Aslında ilgili rektörün yapması gereken öğretim üyesine sahip çıkması ve çağdaş toplumlar için temel bir ilke olan ifade özgürlüğünü savunmasıydı. Üniversite rektörü ifade özgürlüğünün yanında durmayacaksa üniversite niçin vardır?
Atilla Beyin maruz kaldığı muamelenin görsel ve yazılı medyadaki tartışmaların bakıldığında nerede ise herkesin ifade özgürlüğü konusunda olumlu şeyler söylemelerine rağmen ama ile başlayan cümlelerle bu özgürlüğün nasıl bir sınır ve kayıt altında tutulmak istendiği bütün çıplaklığıyla ortaya çıkmıştır.
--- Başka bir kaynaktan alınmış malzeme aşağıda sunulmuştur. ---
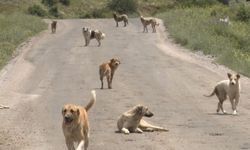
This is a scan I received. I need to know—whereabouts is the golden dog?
[51,21,57,33]
[82,27,105,46]
[62,90,96,150]
[204,73,240,115]
[99,58,121,89]
[117,105,168,134]
[113,12,128,27]
[140,16,159,32]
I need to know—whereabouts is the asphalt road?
[0,19,250,150]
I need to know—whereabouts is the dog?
[140,16,159,32]
[99,58,121,89]
[204,73,241,115]
[113,12,128,27]
[62,90,96,150]
[82,27,105,46]
[51,20,57,33]
[117,105,169,134]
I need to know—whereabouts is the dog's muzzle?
[64,116,73,124]
[144,112,154,117]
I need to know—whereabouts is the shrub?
[108,0,138,13]
[28,4,46,17]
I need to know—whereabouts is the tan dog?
[113,12,128,27]
[204,73,240,115]
[99,58,121,89]
[141,16,159,32]
[62,90,96,150]
[51,21,57,33]
[117,105,168,134]
[82,27,105,46]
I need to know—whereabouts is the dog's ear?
[236,74,240,79]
Türkiye’nin hala belli türdeki düşüncenin ifadesine imkan verirken belli türdeki düşüncelerin ifadesine tahammül edilememesi bu konuda daha çok alınması gereken yolun olduğunu göstermektedir. Atilla Beyin, muhalifler tezlerimi çürütür ve beni ikna ederlerse kanaatlerimi değiştiririm, anlamındaki sözleri karşısında gerçek bilim ve düşünce adamlarının düşünce ve tezlerini eleştirmeleri gerekirken onu terörize etmeye yönelmeleri hala bir düşünceyi tartışma adabından ne kadar uzak olduğumuzu göstermiyor mu?